Maroc – Fès – Moussem Moulay Idriss

Published: 02/10/2010 | Documented: Sept. 2010
Categories: Morocco, North Africa

Fès

Pour un peu, j’aurais raté le moussem. Me voyant sortir vers la médina, la réceptionniste de mon hôtel à Fès m’interpelle : “Vous n’assisterez pas au moussem Moulay Idriss cet après-midi? C’est une belle fête traditionnelle qui débute d’ici peu tout proche d’ici.” Je me renseigne davantage. Les moussems émaillent le calendrier festif traditionnel marocain. Ils célèbrent les arts et traditions populaires en rendant souvent hommage à un saint homme.

Le moussem Moulay Idriss rend donc un hommage annuel au fondateur et au saint patron de la ville de Fès. Il s’agit de Moulay Idriss II, qui a guidé au début du IXe siècle l’essor de la ville sur les traces de son père Moulay Idriss I. Si Moulay Idriss II est mort jeune en 928, son empreinte a été décisive et durable sur la capitale impériale de la dynastie idrisside.

Le moussem Moulay Idriss se prépare longtemps à l’avance. Diverses corporations de métier réunissent des offrandes. Les tisserands confectionnent un tissu de soie brodé d’or qui revêt la tombeau du saint durant une année, avant son remplacement lors du prochain moussem. Les autres corporations offrent de grandes bougies d’illumination du sanctuaire, ou encore des taureaux en sacrifice.

Le jour du moussem, le transport des offrandes à travers la ville jusqu’au sanctuaire de Moulay Idriss II, situé en plein coeur de la médina, s’effectue au travers d’un cortège coloré et animé de chants et de danses en habits traditionnels.

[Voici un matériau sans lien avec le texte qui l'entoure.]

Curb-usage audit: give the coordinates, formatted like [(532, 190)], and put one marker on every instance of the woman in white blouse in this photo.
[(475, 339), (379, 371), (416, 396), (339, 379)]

A mon arrivée dans la cour intérieure de l’ample maison patricienne, les participants au cortège du moussem s’agitent dans leurs derniers préparatifs. Une cohorte d’anciens veille jalousement sur un petit catafalque superbement décoré: le dais de soie brodée d’or, assurément. De volumineux couvercles coniques dissimulent les autres offrandes. Dehors, un imposant taureau attend placidement sa fin imminente.

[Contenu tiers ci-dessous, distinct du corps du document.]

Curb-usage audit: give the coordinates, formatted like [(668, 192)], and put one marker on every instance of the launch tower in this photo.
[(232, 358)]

Au signal, les danseurs et tambourinaires, qui posaient pour une dernière photo, s’élancent dans une danse endiablée. Précédés par une grappe de notables endimanchés, les porteurs d’offrandes les suivent en bon ordre. Puis d’autres musiciens, le taureau et les badauds.

J’accompagne le cortège pendant trois bonnes heures à travers la ville. De riches moments photographiques, épuisants aussi car il faut agir vite et bien.

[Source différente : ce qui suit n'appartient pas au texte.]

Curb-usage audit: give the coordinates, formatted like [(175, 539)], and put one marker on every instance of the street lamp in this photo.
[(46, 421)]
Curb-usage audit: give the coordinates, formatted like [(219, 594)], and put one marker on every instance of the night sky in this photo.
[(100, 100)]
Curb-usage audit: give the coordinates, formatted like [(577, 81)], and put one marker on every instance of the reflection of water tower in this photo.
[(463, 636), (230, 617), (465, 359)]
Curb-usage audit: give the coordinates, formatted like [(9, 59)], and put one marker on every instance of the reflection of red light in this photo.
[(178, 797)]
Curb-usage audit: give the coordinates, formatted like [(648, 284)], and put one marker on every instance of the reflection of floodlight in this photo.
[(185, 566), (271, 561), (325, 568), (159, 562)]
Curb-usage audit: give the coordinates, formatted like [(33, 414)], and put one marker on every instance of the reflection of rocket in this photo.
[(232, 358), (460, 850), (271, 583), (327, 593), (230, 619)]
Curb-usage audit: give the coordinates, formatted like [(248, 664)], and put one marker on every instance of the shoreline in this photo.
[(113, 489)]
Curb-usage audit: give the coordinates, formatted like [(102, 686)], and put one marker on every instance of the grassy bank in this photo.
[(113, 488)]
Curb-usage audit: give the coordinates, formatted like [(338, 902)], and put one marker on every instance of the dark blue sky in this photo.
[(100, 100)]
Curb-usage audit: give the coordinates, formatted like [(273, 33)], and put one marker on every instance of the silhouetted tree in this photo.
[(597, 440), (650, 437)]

Des chants et des danses bien sûr, mais aussi des personnages singuliers, tel ce porteur d’eau potable qui tire son breuvage d’une outre de cuir et le distribue gratuitement aux badauds. Version plus moderne et fade, ma bouteille d’eau a néanmois étanché la soif d’un bon nombre de festivaliers et spectateurs. Eh oui, humanitaire toujours.

A proximité de notre fontaine ambulante, des adolescents de type fashion victim vibrent malgré tout au passage du moussem. La fête traditionnelle n’exclut pas la drague parmi les jeunes, malgré de sensibles différences vestimentaires.

J’abandonne le cortège aux portes de la médina, sous les sonneries tonitruantes de trompettes, commes aux portes de Jéricho. Le cortège, lui, se faufile encore jusqu’au sanctuaire de Moulay Idriss II, réservé aux seuls Musulmans. Je me console aisément d’avoir découvert de façon aussi inopinée qu’heureuse un moussem marocain.

Meknès

Plus de sept siècles après Fès, sa voisine Meknès a brillé grâce à un autre Moulay – le sultan Moulay Ismaïl – de la dynastie saharienne des Alaouites. En 1698, l’un de ses ambassadeurs de retour de Versailles lui conte mille merveilles de la vie de cour française, et cent mille merveilles de la beauté d’Anne-Marie de Bourbon, fille de sang de Louis XIV. Moulay Ismaïl demande aussitôt la main de la princesse auprès du Roi Soleil. En vain.

De sa capitale de Fès, le sultan, dépité et courroucé, décide alors de construire une nouvelle capitale impériale dont la splendeur dépasserait Versailles. Et d’entreprendre le développement rapide, ambitieux et fastueux de Meknès.

Les peines de coeur conjuguées aux desseins politiques ont engendré des merveilles architecturales, tel le Taj Mahal à Agra en Inde. Moulay Ismaïl a-t-il réussi dans son entreprise? A vous de départager Meknès et Versailles lors de vos prochains voyages.